Surviving an attack by:
- A mountain lion: Unsling the hunting rifle you should have been carrying in the first place, chamber a round, point it at the mountain lion's head, and blow his brains out.
- An alligator: Unsling the hunting rifle you should have been carrying in the first place, chamber a round, point it at the alligator's head, and blow his brains out.
- A black Bear: Unsling the hunting rifle you should have been carrying in the first place, chamber a round, point it at the bear's head, and blow his brains out.
2 comments:
The handy dandy pocket version also works well to ward off attacks from the downtown variety of unpleasant predators.
It's an amazing device that does the job in town or in the country, no home should be without one...or several
Yeh, what he said. A rifle weighs and catches on things, and in many places tends to alarm the locals. Also, takes a while to unsling, especially if you're hiking with a pack.
Woman with whom I used to backpack in Minnesota carried a short-barreled .38 when she went out alone---against predators of both the quadrupedal and bipedal varieties. Round of rat-shot loaded first, in case of snakes, and the rest solid, should be good up to black bears.
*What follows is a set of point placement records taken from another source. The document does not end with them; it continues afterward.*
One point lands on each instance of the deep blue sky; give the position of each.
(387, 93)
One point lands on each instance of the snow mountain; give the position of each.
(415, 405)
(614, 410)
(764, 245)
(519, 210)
Or have the bearers carry all the camp equipment while you stride ahead carrying just the rifle. But it's hard to get good hired help. Has an annoying habit of running off in the night as soon as you get within death-cursing distance of that one skull-shaped mountain whose local name translates to "Mountain of Certain Horrible Screaming Soul-Sucking Own-Face-Tearing-Off Death". And then you've got to press on alone, leaving your whisky stores behind. And that's tragic each and every time it happens.